Single by Fall Out Boy

from the album Save Rock and Roll
- Released: March 24, 2013
- Recorded: 2012–2013
- Genre: Dance-punk
- Length: 4:04
- Label: Island
- Songwriters: Patrick Stump; Pete Wentz; Joe Trohman; Andy Hurley;
- Producer: Butch Walker

Fall Out Boy singles chronology
| "My Songs Know What You Did in the Dark (Light Em Up)" (2013) | "The Phoenix" (2013) | "Alone Together" (2013) |

Music video
- "The Phoenix" on YouTube

= The Phoenix (Fall Out Boy song) =

"The Phoenix" is a song by American rock band Fall Out Boy for their fifth studio album Save Rock and Roll (2013). The song was written by the band in collaboration with Butch Walker, who handled production. After being released to digital outlets on March 24, 2013, in advance of the album's release, "The Phoenix" was made available to radio on July 16, 2013, as an official single. The song charted for 1 week, then fell off. An accompanying music video was also released as part of the ongoing series The Young Blood Chronicles, serving as a prequel to the video of the album's lead single "My Songs Know What You Did in the Dark (Light Em Up)".

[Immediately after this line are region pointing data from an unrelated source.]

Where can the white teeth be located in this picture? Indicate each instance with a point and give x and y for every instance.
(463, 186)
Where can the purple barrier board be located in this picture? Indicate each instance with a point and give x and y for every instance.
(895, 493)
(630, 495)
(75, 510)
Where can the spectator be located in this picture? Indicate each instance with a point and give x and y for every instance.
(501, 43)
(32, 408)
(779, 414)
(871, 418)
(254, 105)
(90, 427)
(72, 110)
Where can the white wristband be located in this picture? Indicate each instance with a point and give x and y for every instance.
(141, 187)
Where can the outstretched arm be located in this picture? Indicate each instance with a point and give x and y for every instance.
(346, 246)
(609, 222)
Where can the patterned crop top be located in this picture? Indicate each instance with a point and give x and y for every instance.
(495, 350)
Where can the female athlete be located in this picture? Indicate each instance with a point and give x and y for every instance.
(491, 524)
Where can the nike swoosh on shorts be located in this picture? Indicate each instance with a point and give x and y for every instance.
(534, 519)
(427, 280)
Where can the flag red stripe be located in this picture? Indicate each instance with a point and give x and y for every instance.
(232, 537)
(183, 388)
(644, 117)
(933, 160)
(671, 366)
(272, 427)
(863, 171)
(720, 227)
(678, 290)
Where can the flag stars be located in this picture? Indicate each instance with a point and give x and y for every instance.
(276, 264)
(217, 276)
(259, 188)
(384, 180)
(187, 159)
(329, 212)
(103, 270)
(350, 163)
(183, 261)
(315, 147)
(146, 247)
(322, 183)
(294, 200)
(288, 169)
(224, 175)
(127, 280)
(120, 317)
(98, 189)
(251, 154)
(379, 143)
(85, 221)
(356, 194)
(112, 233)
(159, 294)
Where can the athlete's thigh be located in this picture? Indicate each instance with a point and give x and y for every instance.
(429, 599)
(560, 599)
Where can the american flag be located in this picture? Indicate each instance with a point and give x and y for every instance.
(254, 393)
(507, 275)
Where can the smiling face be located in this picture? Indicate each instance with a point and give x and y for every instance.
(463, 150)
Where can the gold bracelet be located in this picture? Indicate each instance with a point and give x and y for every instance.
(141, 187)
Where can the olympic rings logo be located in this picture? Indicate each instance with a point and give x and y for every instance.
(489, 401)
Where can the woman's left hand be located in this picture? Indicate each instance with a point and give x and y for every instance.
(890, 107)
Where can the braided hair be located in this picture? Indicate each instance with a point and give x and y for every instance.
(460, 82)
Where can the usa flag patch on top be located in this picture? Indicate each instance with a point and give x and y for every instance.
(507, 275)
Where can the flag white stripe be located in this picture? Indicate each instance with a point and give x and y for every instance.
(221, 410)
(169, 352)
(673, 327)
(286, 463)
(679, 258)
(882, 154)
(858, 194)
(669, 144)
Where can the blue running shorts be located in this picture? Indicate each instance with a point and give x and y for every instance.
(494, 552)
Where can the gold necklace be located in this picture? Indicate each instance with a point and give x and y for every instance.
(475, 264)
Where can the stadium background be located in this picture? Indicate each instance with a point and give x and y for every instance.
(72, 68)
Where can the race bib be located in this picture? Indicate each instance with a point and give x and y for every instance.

"The Phoenix" contains elements of Russian composer Dmitri Shostakovich's Symphony No. 7 in C major. Prior to its official release as a single, the song debuted at number 80 on the United States Billboard Hot 100 on the strength of digital sales and also charted in several other countries, including Australia, Canada and the United Kingdom. It won the Kerrang! Award for Best Single in 2013.

==Composition==
The song was inspired by Soviet Russian composer Dmitri Shostakovich and drum loops, both of which Stump was interested in at one point in the recording process. While listening to the fourth movement (Allegro non troppo) of Shostakovich's Symphony No. 7, Stump became entranced by a certain string moment and proceeded to build an entirely new song influenced by it. The same orchestral snippet was employed as a sample by German hip-hop artist Peter Fox in his 2008 single Alles neu. The tempo of the song is 138 BPM, and it is written in the key of E minor.

==Music video==
"The Phoenix" is the second of eleven videos in The Young Blood Chronicles series. This video follows that of "My Songs Know What You Did in the Dark (Light Em Up)" and precedes "Young Volcanoes."

===Video synopsis===
The music video depicts macabre action scenes of kidnapping, torture, and severing of a hand.

==Charts==

===Weekly charts===

Weekly chart performance for "The Phoenix"
| Chart (2013) | Peak position |
|---|---|
| Australia (ARIA) | 86 |
| Canada Hot 100 (Billboard) | 73 |
| Finland Download (Latauslista) | 6 |
| Ireland (IRMA) | 72 |
| New Zealand (Recorded Music NZ) | 40 |
| Scotland Singles (OCC) | 28 |
| UK Singles (OCC) | 36 |
| UK Rock & Metal (OCC) | 1 |
| US Billboard Hot 100 | 80 |
| US Hot Rock & Alternative Songs (Billboard) | 14 |
| US Rock & Alternative Airplay (Billboard) | 49 |

===Year-end charts===

Year-end chart performance for "The Phoenix"
| Chart (2013) | Position |
|---|---|
| US Hot Rock Songs (Billboard) | 44 |

==Certifications==

Certifications for "The Phoenix"
| Region | Certification | Certified units/sales |
| Brazil (Pro-Música Brasil) | Gold | 30,000^{‡} |
| New Zealand (RMNZ) | Gold | 15,000^{‡} |
| United Kingdom (BPI) | Gold | 400,000^{‡} |
| United States (RIAA) | 2× Platinum | 2,000,000^{‡} |
^{‡} Sales+streaming figures based on certification alone.

==Release history==

Release dates and formats for "The Phoenix"
| Country | Date | Format | Label |
|---|---|---|---|
| United States | July 16, 2013 | Modern rock radio | Island Records |

==In popular culture==
This song is used in the gameplay trailer of the wrestling video game WWE 2K14.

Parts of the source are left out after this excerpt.